CVE-2026-10105 is a SQL injection vulnerability in agno version 2.6.5 affecting its ClickHouse vector database backend. The issue arises in the delete_by_metadata() method, where user-supplied metadata keys and values are directly inserted into SQL DELETE statements using unsafe f-string interpolation. This allows attackers to inject arbitrary SQL expressions.
By crafting malicious metadata keys and values, attackers can manipulate the SQL query to delete all rows, target specific rows, or extract information using error-based or blind SQL injection techniques.

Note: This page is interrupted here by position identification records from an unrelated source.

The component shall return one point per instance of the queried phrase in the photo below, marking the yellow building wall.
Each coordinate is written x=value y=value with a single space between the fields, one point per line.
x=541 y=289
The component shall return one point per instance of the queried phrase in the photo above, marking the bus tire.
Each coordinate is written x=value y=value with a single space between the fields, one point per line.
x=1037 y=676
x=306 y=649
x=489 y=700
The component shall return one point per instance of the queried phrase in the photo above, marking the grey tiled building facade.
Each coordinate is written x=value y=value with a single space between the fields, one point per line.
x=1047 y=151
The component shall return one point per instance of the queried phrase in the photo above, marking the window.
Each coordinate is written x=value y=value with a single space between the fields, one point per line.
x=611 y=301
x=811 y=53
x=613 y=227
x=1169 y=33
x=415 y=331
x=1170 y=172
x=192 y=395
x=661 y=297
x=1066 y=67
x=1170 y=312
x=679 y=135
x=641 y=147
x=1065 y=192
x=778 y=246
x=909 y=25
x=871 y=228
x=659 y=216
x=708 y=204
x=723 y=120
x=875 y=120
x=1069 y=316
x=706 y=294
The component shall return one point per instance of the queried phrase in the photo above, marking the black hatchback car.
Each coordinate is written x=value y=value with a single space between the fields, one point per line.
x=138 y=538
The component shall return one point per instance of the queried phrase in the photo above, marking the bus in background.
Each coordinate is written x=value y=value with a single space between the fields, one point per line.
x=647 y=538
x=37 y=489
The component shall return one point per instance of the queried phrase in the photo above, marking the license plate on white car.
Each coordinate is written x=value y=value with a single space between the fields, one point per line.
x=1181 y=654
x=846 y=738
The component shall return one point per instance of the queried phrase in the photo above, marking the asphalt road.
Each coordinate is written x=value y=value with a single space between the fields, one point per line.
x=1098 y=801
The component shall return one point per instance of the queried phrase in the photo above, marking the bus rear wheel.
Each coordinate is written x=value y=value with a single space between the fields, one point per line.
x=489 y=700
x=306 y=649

How can this vulnerability impact me? :
This vulnerability can have severe impacts including mass deletion of vector embeddings or database rows, targeted deletion of specific documents, and unauthorized extraction of sensitive data.
In shared deployments, it may also lead to cross-tenant data access, compromising data confidentiality and integrity.
How can this vulnerability be detected on my network or system? Can you suggest some commands?
This vulnerability can be detected by monitoring for unusual or suspicious SQL DELETE queries targeting the ClickHouse vector database backend, especially those containing metadata keys or values that appear to be crafted for SQL injection, such as tautologies or injected SQL logic.
Since the vulnerability arises from unsafe f-string interpolation in the delete_by_metadata() method, detection can involve inspecting logs or query histories for DELETE statements with suspicious WHERE clauses constructed from metadata.
Suggested commands to detect potential exploitation attempts include searching database query logs for suspicious patterns. For example, using grep or similar tools to find DELETE queries with suspicious metadata keys or values:
- grep -i "DELETE FROM" /path/to/clickhouse/query/logs | grep -E "(\' OR \'1\'=\'1|\) = \'1\' OR \('1)"
- Use ClickHouse system tables to query recent queries for suspicious patterns, e.g.: SELECT query, event_time FROM system.query_log WHERE query LIKE '%DELETE%' AND query LIKE '%OR%1=1%';
Additionally, monitoring for unexpected mass deletions or data extraction attempts in the vector database can indicate exploitation.
What immediate steps should I take to mitigate this vulnerability?
Immediate mitigation steps include updating agno to a version that contains the security fix addressing this SQL injection vulnerability.
The fix involves modifying the delete_by_metadata() method to use parameterized queries instead of unsafe f-string interpolation, ensuring that all metadata keys and values are properly escaped or passed as named parameters.
Until an update can be applied, you should:
- Restrict or validate user input for metadata keys and values to prevent malicious SQL injection payloads.
- Monitor and audit database queries for suspicious DELETE operations.
- Limit privileges of users who can invoke the delete_by_metadata() method to reduce the risk of exploitation.
Applying the official patches or upgrading to a fixed version as soon as possible is strongly recommended to fully remediate the vulnerability.